SQL/MX Release 2.0 Best Practices

Performance Tuning 45

Performance Tuning

Improving Performance

This section discusses some of the common performance problems associated with large databases.

Additional information exists in other manuals and is not repeated here. Specifically, the SQL/MX Query

Guide contains several chapters dedicated to analyzing and improving query and database

performance, and the SQL/MX Installation and Management Guide contains chapters on measuring and

enhancing performance. Be sure to read these manuals for a thorough understanding of the material,

and to gain an understanding of the tools and techniques available for performance analysis.

When you must tune a database, you must consider several tradeoffs. For example, it is impossible to

optimize all queries or queries and batch-loading workloads. One of the first steps involved in tuning a

database is to determine the most important objectives. You also must be prepared to replicate certain

portions of the database through the use of aggregate tables, or to create secondary indexes.

Addressing Problems with Numerous ESP Processes

Large databases with tables that have many partitions can sometimes experience problems related to

the large number of active ESP processes. Relatively few active ESP processes can saturate a processor,

though how many varies with the processor technology and query workload.

Minimize Table Partitions

Although a large database almost always uses partitioned tables, try to minimize the number of table

partitions, and keep the partitions to a multiple of the number of processors. When possible, use one or

two partitions for each processor. To minimize successfully, you need to understand the growth

requirements and volatility of the table. For example, a table that is partitioned, organized, and loaded

by date would be a good candidate. Once loaded, the partition sizes would not change. A table like this

could be sized with the minimum number of partitions required to hold the data during its lifetime. In

addition, it would be advantageous to round the number of partitions to a multiple of the available

processors, and balance the data across the partitions. This would provide the most balanced and

efficient scan performance while minimizing the number of ESP processes.
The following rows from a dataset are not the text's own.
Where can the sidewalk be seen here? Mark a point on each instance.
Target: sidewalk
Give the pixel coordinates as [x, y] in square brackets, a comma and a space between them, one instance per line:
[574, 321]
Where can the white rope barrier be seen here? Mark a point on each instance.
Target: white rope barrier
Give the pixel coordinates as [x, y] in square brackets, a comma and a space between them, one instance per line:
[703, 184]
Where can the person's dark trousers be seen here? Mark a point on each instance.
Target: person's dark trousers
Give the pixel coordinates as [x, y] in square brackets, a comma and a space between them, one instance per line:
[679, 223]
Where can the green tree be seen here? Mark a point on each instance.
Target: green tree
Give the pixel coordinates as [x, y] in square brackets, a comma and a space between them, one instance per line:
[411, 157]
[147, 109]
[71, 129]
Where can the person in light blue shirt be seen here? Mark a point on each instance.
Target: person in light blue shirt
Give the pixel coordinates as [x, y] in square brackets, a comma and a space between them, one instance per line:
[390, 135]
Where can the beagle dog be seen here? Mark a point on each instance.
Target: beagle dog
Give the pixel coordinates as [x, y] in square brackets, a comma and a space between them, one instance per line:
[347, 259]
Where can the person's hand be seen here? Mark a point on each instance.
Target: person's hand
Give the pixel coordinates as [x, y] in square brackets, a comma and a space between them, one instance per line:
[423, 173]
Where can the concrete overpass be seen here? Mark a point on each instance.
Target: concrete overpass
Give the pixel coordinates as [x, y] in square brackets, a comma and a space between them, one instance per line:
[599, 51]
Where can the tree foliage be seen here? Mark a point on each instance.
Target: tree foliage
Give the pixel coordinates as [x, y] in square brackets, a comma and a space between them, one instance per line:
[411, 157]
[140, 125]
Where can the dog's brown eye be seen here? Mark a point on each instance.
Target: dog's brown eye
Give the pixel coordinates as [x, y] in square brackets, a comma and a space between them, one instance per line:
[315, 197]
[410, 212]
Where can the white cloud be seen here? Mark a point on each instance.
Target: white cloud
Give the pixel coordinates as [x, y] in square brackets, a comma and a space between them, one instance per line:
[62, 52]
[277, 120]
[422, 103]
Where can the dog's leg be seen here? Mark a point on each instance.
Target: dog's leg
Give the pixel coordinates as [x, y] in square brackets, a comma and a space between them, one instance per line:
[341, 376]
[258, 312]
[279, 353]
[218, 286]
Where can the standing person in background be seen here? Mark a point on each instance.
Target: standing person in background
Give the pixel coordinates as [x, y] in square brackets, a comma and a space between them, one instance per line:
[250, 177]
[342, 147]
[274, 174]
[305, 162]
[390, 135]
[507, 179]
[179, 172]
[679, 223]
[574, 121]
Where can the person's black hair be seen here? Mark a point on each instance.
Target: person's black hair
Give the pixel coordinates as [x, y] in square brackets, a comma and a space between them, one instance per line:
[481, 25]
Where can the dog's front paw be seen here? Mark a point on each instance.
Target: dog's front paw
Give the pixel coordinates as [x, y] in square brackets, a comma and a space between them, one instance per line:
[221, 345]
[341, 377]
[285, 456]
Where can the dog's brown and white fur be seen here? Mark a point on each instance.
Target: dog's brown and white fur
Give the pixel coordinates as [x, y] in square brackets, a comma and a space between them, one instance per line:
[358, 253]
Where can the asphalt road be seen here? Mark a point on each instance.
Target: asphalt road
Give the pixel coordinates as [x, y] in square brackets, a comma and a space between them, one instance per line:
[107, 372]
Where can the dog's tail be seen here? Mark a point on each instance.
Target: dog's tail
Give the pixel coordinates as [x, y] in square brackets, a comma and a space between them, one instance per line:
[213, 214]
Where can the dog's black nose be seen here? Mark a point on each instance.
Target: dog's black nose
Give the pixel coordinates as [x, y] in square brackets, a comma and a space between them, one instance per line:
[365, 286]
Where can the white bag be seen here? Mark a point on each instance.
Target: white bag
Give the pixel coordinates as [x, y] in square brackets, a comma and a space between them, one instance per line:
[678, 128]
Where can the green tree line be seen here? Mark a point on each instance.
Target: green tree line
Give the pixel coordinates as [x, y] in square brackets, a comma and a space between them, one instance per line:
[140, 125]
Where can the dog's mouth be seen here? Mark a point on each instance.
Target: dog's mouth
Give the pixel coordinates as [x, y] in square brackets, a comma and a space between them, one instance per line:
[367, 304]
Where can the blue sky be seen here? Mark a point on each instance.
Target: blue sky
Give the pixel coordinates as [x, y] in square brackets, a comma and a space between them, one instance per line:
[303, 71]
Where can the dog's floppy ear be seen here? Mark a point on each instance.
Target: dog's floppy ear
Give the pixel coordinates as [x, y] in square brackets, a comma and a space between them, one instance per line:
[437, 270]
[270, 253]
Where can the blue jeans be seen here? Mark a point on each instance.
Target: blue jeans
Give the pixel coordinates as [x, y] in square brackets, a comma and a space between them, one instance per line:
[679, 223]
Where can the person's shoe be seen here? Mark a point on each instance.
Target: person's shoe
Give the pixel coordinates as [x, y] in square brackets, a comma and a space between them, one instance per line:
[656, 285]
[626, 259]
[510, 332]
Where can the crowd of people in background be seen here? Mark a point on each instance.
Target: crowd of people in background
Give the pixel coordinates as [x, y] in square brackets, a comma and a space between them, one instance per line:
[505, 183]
Tables that are partitioned and organized differently (such as in hash partitioning) are volatile because

blocks split during random inserts. You must establish a schedule for reloading these tables and

understand the variability of the space usage. The same approach can be taken to minimize the number

of partitions.

Minimizing table partitions also minimizes the number of active ESPs used for queries, and helps eliminate

resource contention. Note that if overly busy processors are a pervasive problem, you may need

additional hardware resources. Attempting to tune an undersized system provides little gain.

Recommended Maximum Number of Partitions

HP recommends that you limit the number of partitions in an SQL/MX table or index to no more than 512.

If you exceed this recommended limit, you may get an MXCMP internal error because of a shortage of

virtual memory space.

Addressing Problems with Skewed Data Distributions

Tables sometimes contain columns that have significantly skewed values. For example, a customer had a

date column with a range that exceeded 100 years, although the overwhelming majority of dates

occurred within the last several years, and the current time period was the most often queried. Since the

optimizer assumes an even distribution, a range predicate of the form “DATE between “1999-01-01” and

“1999-12-31” caused the optimizer to expect that fewer than 1 percent of the table’s rows would qualify

for the predicate. In fact, closer to 20 percent of the table’s rows qualified for the predicate. In many

queries, the optimizer often expected only about 100,000 rows from a table when several tens of millions

actually qualified.